On the final day of OpenAI’s 12 days of ‘shipmas,’ the corporate unveiled its newest fashions, o3 and o3-mini, which excel at reasoning and even outperform o1 on a collection of benchmarks, together with math and science. At launch, OpenAI CEO Sam Altman mentioned o3 was slated to drop on the finish of January, and at present, the corporate made good on its promise.
o3-mini
On Friday, OpenAI launched its o3-mini mannequin, probably the most cost-efficient mannequin in OpenAI’s reasoning collection, to the general public. Till now, that collection has been comprised of o1 and o1-mini. Like its predecessor, the mannequin is especially sturdy in science, math, and coding, based on the corporate.
OpenAI o3-mini is now obtainable in ChatGPT and the API.
Professional customers could have limitless entry to o3-mini and Plus & Workforce customers could have triple the speed limits (vs o1-mini).

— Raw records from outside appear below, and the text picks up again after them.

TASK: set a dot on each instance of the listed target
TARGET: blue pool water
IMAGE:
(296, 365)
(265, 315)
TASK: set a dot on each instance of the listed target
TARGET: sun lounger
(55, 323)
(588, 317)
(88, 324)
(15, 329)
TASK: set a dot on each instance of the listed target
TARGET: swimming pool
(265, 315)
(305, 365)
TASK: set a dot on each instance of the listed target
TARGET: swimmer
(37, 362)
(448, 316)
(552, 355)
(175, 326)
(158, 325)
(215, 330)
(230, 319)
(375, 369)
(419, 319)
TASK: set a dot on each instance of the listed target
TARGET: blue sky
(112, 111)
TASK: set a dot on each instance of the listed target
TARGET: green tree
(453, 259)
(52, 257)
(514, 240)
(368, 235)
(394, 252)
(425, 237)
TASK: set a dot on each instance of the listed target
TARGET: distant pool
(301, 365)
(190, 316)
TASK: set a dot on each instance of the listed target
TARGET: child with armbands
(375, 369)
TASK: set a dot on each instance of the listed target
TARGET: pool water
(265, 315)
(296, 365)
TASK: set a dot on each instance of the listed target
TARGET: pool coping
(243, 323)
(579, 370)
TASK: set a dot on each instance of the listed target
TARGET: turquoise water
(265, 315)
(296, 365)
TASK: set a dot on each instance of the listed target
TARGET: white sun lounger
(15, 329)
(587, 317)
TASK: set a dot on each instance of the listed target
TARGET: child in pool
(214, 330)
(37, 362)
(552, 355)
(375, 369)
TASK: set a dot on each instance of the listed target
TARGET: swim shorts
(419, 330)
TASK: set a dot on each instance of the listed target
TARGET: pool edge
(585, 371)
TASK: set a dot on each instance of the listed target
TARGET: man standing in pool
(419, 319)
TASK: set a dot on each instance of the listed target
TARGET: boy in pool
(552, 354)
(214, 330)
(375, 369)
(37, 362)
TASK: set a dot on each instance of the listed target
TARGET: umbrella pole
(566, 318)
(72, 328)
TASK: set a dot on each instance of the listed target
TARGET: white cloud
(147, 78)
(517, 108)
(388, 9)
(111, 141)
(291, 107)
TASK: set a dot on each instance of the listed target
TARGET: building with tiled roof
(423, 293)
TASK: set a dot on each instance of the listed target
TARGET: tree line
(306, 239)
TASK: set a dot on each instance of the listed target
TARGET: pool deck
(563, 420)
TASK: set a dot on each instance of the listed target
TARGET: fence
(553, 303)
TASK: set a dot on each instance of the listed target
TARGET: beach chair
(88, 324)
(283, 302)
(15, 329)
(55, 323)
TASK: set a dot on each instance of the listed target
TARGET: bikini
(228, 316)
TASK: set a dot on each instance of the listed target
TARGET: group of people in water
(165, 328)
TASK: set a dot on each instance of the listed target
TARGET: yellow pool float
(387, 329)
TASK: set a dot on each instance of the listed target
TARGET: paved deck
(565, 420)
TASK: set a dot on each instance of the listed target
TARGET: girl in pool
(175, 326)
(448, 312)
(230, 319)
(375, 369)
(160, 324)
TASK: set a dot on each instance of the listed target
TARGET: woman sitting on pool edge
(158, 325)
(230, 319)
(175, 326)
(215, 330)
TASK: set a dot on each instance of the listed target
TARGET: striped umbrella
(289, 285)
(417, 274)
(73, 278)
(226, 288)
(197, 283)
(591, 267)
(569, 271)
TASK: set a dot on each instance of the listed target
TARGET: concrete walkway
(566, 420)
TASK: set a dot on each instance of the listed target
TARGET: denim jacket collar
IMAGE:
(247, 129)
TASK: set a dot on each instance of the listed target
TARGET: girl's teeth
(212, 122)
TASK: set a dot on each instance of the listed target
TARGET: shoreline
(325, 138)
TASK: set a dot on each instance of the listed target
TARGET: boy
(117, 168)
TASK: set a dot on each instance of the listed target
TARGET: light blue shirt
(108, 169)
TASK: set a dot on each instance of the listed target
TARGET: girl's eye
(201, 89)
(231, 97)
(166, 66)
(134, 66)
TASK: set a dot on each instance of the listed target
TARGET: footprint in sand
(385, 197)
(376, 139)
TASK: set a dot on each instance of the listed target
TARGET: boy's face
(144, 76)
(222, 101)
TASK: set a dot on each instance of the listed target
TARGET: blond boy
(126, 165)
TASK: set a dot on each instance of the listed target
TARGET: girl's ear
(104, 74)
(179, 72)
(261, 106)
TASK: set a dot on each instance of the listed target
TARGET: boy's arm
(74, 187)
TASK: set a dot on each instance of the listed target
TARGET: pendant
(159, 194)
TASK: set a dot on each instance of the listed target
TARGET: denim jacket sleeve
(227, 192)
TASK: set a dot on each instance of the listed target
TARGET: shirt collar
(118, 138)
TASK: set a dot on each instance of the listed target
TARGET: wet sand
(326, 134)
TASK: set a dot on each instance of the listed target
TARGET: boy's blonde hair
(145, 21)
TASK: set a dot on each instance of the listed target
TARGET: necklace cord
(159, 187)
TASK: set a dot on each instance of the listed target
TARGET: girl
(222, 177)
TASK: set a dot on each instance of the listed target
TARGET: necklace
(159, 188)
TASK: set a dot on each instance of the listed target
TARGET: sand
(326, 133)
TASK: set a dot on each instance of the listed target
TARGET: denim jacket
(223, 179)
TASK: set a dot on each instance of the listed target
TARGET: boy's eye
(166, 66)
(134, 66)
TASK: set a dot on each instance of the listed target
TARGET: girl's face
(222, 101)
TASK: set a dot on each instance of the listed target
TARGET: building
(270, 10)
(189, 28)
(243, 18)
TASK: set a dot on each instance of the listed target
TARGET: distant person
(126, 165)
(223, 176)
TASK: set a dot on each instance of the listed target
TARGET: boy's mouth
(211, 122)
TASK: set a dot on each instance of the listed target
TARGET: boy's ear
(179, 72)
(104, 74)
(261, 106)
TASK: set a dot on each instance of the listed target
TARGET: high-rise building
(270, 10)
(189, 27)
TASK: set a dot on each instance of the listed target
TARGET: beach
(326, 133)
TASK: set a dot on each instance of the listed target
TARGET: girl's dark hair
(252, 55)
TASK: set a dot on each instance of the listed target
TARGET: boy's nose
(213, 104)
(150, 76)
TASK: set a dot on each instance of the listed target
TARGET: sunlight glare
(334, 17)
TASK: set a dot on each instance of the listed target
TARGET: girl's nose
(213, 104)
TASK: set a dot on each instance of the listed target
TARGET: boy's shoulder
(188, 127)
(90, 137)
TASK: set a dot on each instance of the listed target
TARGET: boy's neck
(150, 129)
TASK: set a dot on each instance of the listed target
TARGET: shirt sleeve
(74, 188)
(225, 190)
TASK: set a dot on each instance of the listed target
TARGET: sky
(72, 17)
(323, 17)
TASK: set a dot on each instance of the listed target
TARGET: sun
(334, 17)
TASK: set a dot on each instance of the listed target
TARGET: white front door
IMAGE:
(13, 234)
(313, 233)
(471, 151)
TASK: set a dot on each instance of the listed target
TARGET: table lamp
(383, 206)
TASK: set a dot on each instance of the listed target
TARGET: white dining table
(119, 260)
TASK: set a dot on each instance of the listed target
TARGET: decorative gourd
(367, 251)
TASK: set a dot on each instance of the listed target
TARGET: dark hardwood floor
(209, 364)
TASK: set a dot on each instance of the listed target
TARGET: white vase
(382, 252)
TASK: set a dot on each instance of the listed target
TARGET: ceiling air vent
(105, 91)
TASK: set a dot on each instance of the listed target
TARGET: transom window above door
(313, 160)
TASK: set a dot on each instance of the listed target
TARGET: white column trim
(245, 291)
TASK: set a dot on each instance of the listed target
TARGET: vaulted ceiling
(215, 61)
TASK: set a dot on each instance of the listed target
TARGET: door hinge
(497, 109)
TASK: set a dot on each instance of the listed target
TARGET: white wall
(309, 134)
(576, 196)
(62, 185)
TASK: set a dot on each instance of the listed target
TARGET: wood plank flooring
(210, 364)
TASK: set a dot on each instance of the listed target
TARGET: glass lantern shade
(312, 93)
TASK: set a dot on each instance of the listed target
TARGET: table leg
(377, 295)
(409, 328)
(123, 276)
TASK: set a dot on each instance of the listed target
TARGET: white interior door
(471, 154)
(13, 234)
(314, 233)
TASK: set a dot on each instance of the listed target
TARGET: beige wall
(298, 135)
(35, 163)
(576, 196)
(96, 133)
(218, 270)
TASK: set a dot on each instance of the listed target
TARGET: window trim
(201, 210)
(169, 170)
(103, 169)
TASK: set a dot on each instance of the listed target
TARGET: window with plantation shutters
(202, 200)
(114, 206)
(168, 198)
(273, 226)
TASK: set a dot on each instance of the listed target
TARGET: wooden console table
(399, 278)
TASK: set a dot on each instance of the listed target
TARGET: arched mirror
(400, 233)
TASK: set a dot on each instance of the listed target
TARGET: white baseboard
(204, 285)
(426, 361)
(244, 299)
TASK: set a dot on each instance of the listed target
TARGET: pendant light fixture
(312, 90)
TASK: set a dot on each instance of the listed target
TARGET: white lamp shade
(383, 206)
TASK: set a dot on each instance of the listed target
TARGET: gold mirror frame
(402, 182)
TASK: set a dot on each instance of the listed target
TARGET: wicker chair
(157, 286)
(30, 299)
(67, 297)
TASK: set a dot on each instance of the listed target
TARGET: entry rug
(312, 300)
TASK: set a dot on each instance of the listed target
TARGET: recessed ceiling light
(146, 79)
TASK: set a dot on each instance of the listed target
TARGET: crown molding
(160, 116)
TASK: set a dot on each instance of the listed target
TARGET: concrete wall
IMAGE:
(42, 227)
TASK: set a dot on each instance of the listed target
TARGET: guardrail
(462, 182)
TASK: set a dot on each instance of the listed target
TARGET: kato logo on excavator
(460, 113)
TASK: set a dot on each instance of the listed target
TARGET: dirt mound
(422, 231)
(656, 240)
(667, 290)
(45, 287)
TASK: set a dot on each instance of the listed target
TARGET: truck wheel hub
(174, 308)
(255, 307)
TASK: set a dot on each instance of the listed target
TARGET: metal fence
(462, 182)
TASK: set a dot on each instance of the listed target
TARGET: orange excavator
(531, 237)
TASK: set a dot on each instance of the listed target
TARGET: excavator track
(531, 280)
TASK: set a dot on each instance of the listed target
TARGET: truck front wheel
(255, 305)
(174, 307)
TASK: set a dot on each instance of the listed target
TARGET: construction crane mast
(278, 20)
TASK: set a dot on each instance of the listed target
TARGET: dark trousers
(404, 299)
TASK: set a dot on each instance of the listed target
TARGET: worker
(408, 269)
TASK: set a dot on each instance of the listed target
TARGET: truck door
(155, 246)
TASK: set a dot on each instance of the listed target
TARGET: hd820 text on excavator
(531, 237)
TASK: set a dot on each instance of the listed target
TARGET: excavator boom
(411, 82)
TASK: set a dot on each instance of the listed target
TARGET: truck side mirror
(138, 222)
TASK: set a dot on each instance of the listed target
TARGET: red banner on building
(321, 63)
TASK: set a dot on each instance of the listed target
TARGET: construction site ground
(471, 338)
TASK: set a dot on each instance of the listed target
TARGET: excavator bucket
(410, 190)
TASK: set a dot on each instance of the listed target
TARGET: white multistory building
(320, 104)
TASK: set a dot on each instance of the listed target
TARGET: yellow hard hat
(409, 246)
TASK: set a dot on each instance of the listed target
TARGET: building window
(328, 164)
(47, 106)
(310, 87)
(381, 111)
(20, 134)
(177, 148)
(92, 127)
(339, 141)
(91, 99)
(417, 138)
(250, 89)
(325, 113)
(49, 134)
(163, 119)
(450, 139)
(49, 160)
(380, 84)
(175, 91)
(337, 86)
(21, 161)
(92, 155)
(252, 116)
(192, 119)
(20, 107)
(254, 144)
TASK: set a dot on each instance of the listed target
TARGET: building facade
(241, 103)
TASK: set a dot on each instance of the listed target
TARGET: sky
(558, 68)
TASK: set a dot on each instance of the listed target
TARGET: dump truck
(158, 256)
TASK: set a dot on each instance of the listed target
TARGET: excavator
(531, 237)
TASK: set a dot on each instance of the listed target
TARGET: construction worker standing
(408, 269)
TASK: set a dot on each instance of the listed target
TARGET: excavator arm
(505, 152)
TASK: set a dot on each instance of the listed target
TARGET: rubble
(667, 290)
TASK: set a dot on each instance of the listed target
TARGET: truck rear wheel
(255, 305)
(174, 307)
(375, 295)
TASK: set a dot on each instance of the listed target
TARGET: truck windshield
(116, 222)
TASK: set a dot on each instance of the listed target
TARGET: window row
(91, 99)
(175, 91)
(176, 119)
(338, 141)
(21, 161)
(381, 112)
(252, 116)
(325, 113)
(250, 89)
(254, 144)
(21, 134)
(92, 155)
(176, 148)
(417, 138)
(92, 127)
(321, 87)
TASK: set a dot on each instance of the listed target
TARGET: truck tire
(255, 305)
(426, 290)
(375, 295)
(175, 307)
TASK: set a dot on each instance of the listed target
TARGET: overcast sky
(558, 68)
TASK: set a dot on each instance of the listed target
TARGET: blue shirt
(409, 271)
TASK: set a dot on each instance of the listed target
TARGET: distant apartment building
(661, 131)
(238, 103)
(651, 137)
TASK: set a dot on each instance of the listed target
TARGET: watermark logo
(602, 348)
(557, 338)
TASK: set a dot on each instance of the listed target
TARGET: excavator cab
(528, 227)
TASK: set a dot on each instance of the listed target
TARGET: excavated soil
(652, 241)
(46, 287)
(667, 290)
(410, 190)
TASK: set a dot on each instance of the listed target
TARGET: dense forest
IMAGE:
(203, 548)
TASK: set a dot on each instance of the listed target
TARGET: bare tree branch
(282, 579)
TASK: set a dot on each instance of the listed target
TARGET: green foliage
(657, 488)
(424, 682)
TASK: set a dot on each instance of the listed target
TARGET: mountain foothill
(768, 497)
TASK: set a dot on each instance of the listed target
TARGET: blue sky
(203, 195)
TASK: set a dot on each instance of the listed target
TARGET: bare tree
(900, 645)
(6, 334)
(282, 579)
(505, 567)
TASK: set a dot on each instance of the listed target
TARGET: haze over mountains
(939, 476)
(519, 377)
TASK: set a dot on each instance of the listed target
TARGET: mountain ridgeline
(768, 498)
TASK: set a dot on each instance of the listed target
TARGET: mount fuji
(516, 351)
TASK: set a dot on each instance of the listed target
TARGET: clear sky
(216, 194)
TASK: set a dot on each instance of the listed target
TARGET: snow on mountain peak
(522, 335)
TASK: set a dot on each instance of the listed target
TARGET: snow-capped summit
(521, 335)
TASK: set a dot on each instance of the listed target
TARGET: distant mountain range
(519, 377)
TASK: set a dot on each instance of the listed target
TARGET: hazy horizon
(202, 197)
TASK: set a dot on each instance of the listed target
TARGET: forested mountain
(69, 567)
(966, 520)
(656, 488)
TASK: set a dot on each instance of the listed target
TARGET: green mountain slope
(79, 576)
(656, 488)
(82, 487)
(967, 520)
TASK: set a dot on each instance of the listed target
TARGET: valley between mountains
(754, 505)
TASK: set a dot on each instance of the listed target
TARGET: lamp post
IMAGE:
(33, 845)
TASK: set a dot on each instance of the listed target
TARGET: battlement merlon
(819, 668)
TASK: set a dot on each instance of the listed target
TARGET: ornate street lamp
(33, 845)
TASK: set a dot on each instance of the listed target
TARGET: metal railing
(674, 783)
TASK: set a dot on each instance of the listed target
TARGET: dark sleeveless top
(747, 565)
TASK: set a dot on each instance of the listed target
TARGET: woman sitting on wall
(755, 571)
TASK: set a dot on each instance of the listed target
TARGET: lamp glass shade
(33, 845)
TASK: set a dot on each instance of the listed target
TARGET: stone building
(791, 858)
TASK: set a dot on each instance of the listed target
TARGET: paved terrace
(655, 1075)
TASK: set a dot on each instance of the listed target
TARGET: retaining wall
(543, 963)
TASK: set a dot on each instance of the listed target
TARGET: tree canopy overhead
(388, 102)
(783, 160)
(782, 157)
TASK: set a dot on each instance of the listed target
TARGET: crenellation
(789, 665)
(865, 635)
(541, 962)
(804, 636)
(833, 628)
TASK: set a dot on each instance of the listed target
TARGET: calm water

Free customers can attempt o3-mini in ChatGPT by choosing the Motive button beneath the message composer.— OpenAI (@OpenAI) January 31, 2025
When o3-mini is chosen, it’s going to use medium reasoning effort, which balances velocity and accuracy. Whereas the unique o1 mannequin nonetheless has broader common data than o3-mini, the brand new mannequin’s main benefit is its quicker velocity and better efficiency in comparison with o1-mini.
Benchmark efficiency
When evaluating the efficiency of o3-mini to o1-mini, skilled testers discovered that o3-mini delivered extra correct, reasoned-through, and clearer responses than o1-mini. In line with the submit, they most well-liked o3-mini responses 56% of the time and noticed a 39% discount in main errors.
Past human choice evaluations, in a number of STEM benchmarks, together with the Competitors Math (AIME 2024), PhD-level Science Questions (GPQA Diamond), and Competitors Code (Codeforces), o3-mini with medium reasoning — which is what ChatGPT customers will get by default — outperformed o1-mini.
Also notable is that o3-mini, with excessive reasoning effort within the benchmarks, got here near o1 efficiency, generally even surpassing it, as seen within the AIME 2024 above and Software program Engineering (SWE-bench Verified) benchmarks. The o3-mini mannequin with medium reasoning effort matched o1’s efficiency within the Codeforces benchmark.
Security
OpenAI assessed o3-mini’s security by public launch by jailbreak and disallowed content material evaluations. The corporate discovered that the mannequin considerably surpasses GPT-4o on the evaluations. OpenAI posted the analysis outcomes under and in addition launched an o3-mini System Card, a 37-page PDF that features the detailed outcomes of the evaluations.
The right way to entry
All subscribers to OpenAI’s paid tiers, together with ChatGPT Plus, Workforce, and Professional, can entry OpenAI o3-mini beginning at present. Plus and Workforce customers now have 3 times the speed restrict, going from 50 messages per day with o1-mini to 150 messages per day. ChatGPT Enterprise entry is coming in per week.
The o3-mini mannequin will exchange o1-mini within the mannequin picker, as it will be helpful for a similar duties, besides that have will now be improved with decrease latency and better fee limits. As a paid person, on the time of writing, I didn’t but have entry to the o3-mini, and am as an alternative nonetheless seeing the o1-mini possibility.
If you do not have a subscription, no worries: You possibly can see if o3-mini is definitely worth the hype out of your free account. All free ChatGPT customers need to do is click on on “Motive” within the message textbox or regenerate a response. OpenAI CEO Sam Altman confirmed free entry in a submit on X. Till now, all of the reasoning fashions have been stored behind a paywall; OpenAI didn’t specify any limitations across the new mannequin for Free customers.